From Science Fictions by Stuart Ritchie. Page 67.
The Retraction Watch Database isn’t a perfect list: some retractions might have been missed, since journals vary widely in the extent to which they acknowledge or highlight retracted articles. It’s also important to note that a retraction doesn’t necessarily mean fraud – many papers are retracted because the authors noticed a mistake and withdrew the paper themselves. Other retractions are more ambiguous: for instance, in early 2020 the Nobel Prize-winning chemical engineer Frances Arnold announced that her team were retracting a paper on enzymes from Science because the results wouldn’t replicate and because ‘careful examination of the first author’s lab notebook … revealed missing contemporaneous entries and raw data for key experiments.’82 Whether this implied mere error or something worse on behalf of that lead author, a student in Arnold’s lab, is unclear. Arnold’s admission was painfully candid: ‘I apologise to all,’ she tweeted. ‘I was a bit busy when this was submitted, and did not do my job well.’

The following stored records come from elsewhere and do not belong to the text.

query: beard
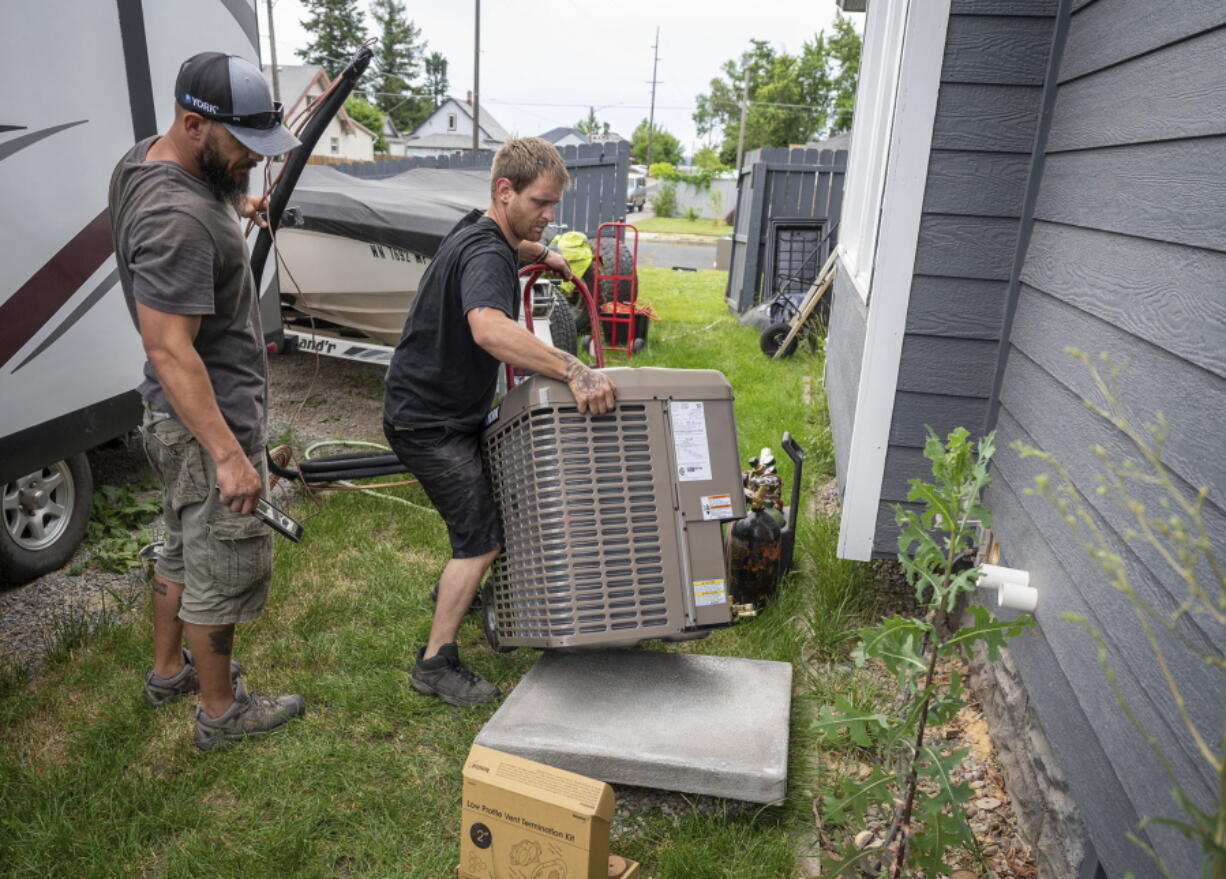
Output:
[195,132,251,210]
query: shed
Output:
[825,0,1226,878]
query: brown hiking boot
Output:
[141,650,243,709]
[192,680,307,750]
[409,644,501,707]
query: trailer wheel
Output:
[758,320,797,357]
[0,452,93,586]
[549,289,579,354]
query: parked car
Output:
[625,174,647,213]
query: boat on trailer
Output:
[277,166,489,346]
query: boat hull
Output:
[277,228,430,346]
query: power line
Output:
[647,26,660,168]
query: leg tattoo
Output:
[208,625,234,656]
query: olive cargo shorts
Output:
[141,407,272,625]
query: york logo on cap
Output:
[183,94,219,113]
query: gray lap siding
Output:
[987,0,1226,877]
[868,6,1054,557]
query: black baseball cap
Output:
[174,51,300,156]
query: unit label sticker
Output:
[701,494,736,521]
[668,400,711,482]
[694,580,728,607]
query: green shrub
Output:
[651,183,677,217]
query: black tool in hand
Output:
[251,498,303,543]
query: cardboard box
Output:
[459,745,617,879]
[608,854,639,879]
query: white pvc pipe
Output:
[978,565,1038,613]
[997,580,1038,613]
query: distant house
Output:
[825,0,1226,879]
[264,64,378,162]
[384,115,408,156]
[538,125,591,147]
[405,92,510,156]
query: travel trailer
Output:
[0,0,270,584]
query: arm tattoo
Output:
[208,625,234,656]
[554,351,606,394]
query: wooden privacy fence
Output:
[725,147,847,313]
[332,141,630,235]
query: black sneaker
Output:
[141,650,243,709]
[430,582,485,613]
[409,644,501,707]
[192,680,307,750]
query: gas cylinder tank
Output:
[725,510,783,606]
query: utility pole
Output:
[268,0,281,102]
[647,26,660,168]
[472,0,481,153]
[737,67,749,173]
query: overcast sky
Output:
[257,0,864,154]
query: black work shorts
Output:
[384,422,503,559]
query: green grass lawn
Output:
[0,268,888,879]
[625,216,732,235]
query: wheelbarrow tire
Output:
[758,320,797,357]
[549,289,579,354]
[481,580,515,653]
[575,235,639,308]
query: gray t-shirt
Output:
[108,137,267,455]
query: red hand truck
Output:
[592,223,642,357]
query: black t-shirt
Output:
[384,211,520,432]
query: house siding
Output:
[825,264,868,492]
[986,0,1226,877]
[872,6,1056,557]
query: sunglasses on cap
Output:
[186,101,284,131]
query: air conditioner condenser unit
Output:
[482,367,745,649]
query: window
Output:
[839,0,910,302]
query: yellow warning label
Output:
[694,580,727,607]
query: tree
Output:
[575,107,609,136]
[694,15,861,164]
[370,0,434,131]
[425,51,450,109]
[826,16,863,135]
[345,94,387,152]
[298,0,367,76]
[630,119,682,164]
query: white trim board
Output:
[839,0,950,560]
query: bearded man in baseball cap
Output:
[108,53,305,750]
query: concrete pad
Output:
[477,650,792,803]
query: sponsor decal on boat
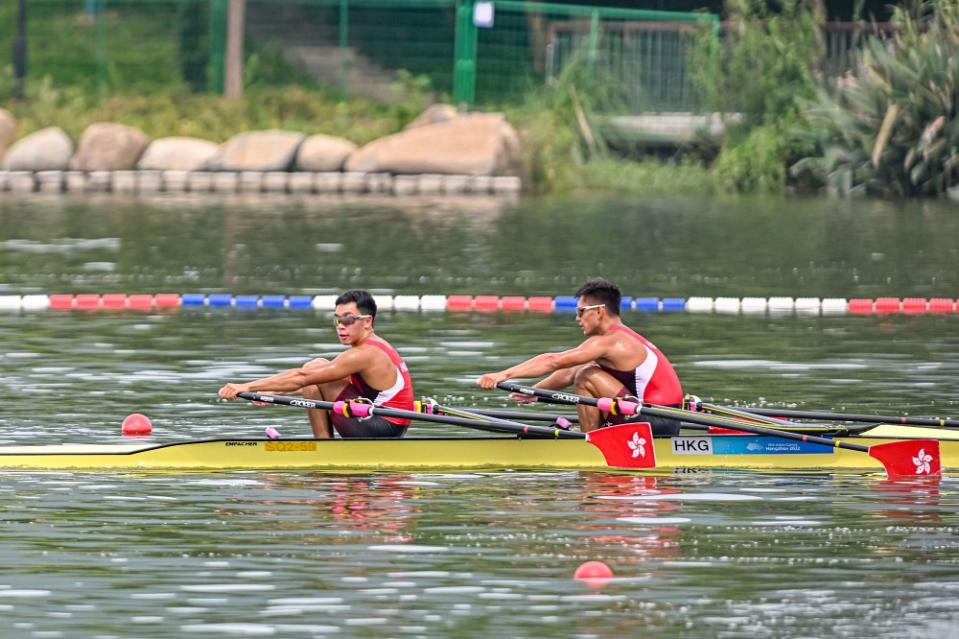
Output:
[673,437,713,455]
[548,391,579,404]
[713,435,836,455]
[263,442,316,453]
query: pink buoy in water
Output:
[573,561,613,588]
[120,413,153,437]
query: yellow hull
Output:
[0,427,959,471]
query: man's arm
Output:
[476,335,606,388]
[219,348,372,399]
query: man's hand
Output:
[509,393,536,404]
[218,384,248,400]
[476,372,509,388]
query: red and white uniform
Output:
[600,324,683,406]
[350,336,413,426]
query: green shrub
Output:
[792,0,959,197]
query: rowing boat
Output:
[0,425,959,472]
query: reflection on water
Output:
[0,196,959,298]
[0,198,959,639]
[0,473,959,637]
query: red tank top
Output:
[350,336,413,426]
[600,324,683,406]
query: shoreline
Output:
[0,170,523,196]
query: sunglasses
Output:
[576,304,606,317]
[333,313,373,326]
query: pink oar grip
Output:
[350,402,373,417]
[616,399,639,415]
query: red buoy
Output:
[120,413,153,437]
[573,561,613,588]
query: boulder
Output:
[345,113,519,175]
[403,104,460,130]
[0,109,17,158]
[71,122,150,171]
[210,130,305,171]
[3,126,73,171]
[137,137,220,171]
[294,135,356,172]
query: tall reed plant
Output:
[792,0,959,198]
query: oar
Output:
[496,382,942,479]
[237,392,581,437]
[237,391,656,468]
[420,401,579,430]
[704,404,959,427]
[684,395,850,435]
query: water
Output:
[0,192,959,638]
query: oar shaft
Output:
[636,404,869,452]
[237,392,583,439]
[728,407,959,427]
[497,382,869,452]
[449,406,579,424]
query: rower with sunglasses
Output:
[477,277,683,435]
[220,290,413,438]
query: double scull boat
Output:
[0,425,959,472]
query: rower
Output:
[219,290,413,438]
[477,278,683,436]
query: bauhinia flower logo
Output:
[912,444,932,475]
[626,433,648,459]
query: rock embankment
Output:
[0,105,521,195]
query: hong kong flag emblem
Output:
[586,422,656,468]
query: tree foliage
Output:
[792,0,959,198]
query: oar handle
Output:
[724,407,959,428]
[237,391,584,439]
[496,382,640,415]
[496,382,869,452]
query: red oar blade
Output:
[869,439,942,479]
[586,422,656,468]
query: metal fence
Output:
[0,0,880,113]
[0,0,716,111]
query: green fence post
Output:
[586,9,599,77]
[93,0,109,93]
[206,0,229,95]
[453,0,478,106]
[340,0,350,98]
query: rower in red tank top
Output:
[478,278,683,435]
[220,290,413,438]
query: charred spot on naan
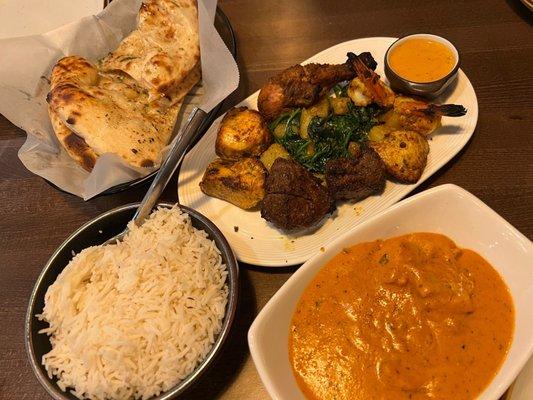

Among retractions in general, honest mistakes only make up around 40 per cent or less of the total. The majority are due to some form of immoral behaviour, including fraud (around 20 per cent), duplicate publication and plagiarism. The number of retractions is also increasing over time, though this might not imply an increase in fraud: rather, it might mean that journal editors are getting wiser to it, or that authors are more willing, like Arnold, to admit that they screwed up.
In the same way that a small number of lawbreakers commit a disproportionate number of crimes in society, the Retraction Watch Database shows that just 2 per cent of individual scientists are responsible for 25 per cent of all retractions.